Project Webpage

 

ECS 235 – Computer Security, Fall 2005

 

The project report

 

 

 

Project topic:   Security Issues in Peer-to-Peer Systems

 

Team:   Wei Wang, Dragos Andrei and Huan Song

 

Project description:

 

A first project challenge we want to explore is to understand the exact functionality of P2P systems, such as Gnutella, Morpheus, Napster or Kazza,  and to find different design vulnerabilities. For example, in Gnutella, some possible attacks are: 1). Distributed Denial of Service Attack through Spamming; 2). The Pong attacks; 3) IP harvesting 4).
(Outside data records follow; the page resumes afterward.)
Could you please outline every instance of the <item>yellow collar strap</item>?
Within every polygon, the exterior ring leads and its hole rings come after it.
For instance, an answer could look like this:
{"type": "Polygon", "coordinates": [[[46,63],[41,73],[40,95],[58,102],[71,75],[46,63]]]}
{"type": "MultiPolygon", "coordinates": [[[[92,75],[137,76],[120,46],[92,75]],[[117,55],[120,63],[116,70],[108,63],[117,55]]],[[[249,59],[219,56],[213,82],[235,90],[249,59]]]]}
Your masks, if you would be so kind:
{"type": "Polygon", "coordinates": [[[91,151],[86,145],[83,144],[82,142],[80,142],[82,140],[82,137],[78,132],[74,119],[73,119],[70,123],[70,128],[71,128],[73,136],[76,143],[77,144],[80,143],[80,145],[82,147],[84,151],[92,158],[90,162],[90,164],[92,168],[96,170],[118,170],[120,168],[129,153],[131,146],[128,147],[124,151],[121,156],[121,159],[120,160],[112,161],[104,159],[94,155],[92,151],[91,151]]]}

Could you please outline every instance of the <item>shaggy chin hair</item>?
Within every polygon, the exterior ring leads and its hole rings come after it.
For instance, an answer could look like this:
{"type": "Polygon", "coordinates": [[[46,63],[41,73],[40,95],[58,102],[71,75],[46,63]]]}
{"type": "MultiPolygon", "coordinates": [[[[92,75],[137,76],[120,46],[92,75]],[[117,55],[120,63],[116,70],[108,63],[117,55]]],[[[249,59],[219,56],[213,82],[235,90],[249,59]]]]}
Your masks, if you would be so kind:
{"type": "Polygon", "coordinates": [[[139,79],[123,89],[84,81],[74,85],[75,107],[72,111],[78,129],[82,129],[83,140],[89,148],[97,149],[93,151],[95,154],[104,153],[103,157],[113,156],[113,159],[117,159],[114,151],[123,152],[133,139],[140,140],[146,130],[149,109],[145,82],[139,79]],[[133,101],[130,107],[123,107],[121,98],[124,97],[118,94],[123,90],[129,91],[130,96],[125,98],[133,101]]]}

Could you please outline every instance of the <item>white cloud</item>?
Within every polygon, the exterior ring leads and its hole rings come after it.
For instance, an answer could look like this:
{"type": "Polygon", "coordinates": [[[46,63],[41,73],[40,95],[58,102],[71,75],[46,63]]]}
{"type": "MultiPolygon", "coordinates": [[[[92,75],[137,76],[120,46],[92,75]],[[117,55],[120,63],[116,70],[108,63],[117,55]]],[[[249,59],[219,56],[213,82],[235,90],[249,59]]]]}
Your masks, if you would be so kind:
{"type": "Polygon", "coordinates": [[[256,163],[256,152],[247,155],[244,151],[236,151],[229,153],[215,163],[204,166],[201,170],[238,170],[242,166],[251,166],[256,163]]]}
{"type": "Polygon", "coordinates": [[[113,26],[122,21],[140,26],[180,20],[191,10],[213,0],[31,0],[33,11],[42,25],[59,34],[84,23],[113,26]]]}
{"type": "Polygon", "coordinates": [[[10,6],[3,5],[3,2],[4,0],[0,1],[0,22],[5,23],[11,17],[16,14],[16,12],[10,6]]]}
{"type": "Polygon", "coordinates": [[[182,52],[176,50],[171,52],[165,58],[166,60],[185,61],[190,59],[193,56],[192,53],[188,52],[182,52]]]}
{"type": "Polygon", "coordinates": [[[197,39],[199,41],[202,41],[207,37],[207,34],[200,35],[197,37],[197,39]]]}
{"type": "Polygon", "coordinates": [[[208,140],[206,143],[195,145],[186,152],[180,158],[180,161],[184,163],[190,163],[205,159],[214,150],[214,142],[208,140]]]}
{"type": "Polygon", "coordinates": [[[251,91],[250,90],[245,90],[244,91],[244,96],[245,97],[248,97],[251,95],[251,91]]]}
The Query-Flood DoS Attacks.

We want to find some new types of attacks, based on our understanding of P2P systems, or find a way to improve the robustness of a P2P network.

 

Tentative timeline:

-Week 1 – Read all the references, write summaries and find some new vulnerabilities

-Week 2  - Try to repeat the existing attacks to further understand the functionality of existing systems.

-Week 3, 4, 5 – Try to design and implement our own attacks, or improve the already existing systems.

-Week 6, 7      - Debug our implementations/modifications.

–Writing of the report which will contain our results, along with a broad summary of the related work.

 

References:

1.                  Steven M. Bellovin, "Security Aspects of Napster and Gnutella", 9th Usenix Security Symposium Presentation, Denver, Colorado, August 2000.

2.                  D. Zeinalipour-Yazti - “Exploiting the Security Weakness of the Gnutella Protocol”.

3.                  N. Daswani, Hector Garcia-Molina - “Query-Flood DoS Attacks in Gnutella”.

4.                  Security Applications of Peer-to-Peer Networks -Vasileios Vlachos, Stephanos Androutsellis-Theotokis, Diomidis Spinellis

5.                  Peer-to-Peer Security in Mobile Devices: a User Perspective – Stefano Campadello

 

Midterm Report:

 

Introduction:

Our practical attack implementations and simulations will be focused on the Gnutella protocol.

Until now, we read some papers about the functionality of Gnutella and about the various attacks that we can simulate.

Practical Implementations:

 

So far, we tried different approaches of attacking Gnutella/Simulators.

Initially we installed and run some real Gnutella clients (like LimeWire), just to see how they behave. We already found the (Java) source codes for them.

But, since they have a lot of options (plus GUI), and as they are pretty recent (2005) (the LimeWire Gnutella implementation for instance is currently used), the code is too complicated for us to modify.

Another challenge for us is the way we should simulate the attacks. Since we cannot use the Internet to simulate the attacks (because of scalability and maybe even legal issues), we will try to limit ourselves in our practical implementations on a small number of computers (2 or maximum 3), on which we run independently some different Gnutella clients and servers).

We also found a simplified Java implementation of Gnutella protocol, called Jtella, which is pretty easy to extend so that we use its functionality as Gnutella client, Gnutella server etc.

 

Because of the problems of running Gnutella by itself, we also oriented towards Gnutella simulators. We found a good Gnutella simulator (http://www.cc.gatech.edu/computing/compass/gnutella/), which runs on top of the well-known simulator NS2. So, we have to install NS2, and then run some patches for Gnutella. We are currently installing them (under Linux) (now we have some problems with the installations but hope to overcome them).

 

Short description of the possible attacks:

 

Here is the idea of possible attacks over Gnutella (DoD and others)

The basic idea is to exploit the weakness in the simple protocol of Gnutella to initiate distributed denial of service attack. Gnutella uses a simple 6-step handshaking protocol to search and download the file.

Basically if a user wants to join the Gnutella network, it first sends a "ping" message to its neighbors. The users who are already in the Gnutella network reply with a "pong" message. Then the new user send "query" message to ask the existing users if they know where to download the file it needs. The user who receives the "query" will reply with "queryhit" if he knows where to download the file (e.g., he happens to have the file, or he knows some of its neighbors who have the file). Then the new user will go to download the file.

A malicious user can pretend that he knows all the files his neighbors queries. It can be achieved by replying with "queryhit" whenever he receives a "query". But in "queryhit", it will indicate that the file is on a particular IP address. This particular IP address is the IP you want to initiate the DDoS attack.

 

The plan for the rest of the project:

 

The next step is to implement the attacks on the Gnutella simulator or on the simplified real client, or both. We also plan on thinking and implementing possible new attacks on Gnutella.

Also, in the limits of time, we want to be more familiar with (or even implement/simulate) attacks typical for other P2P systems, like Morpheus, Kazza or BitTorrent.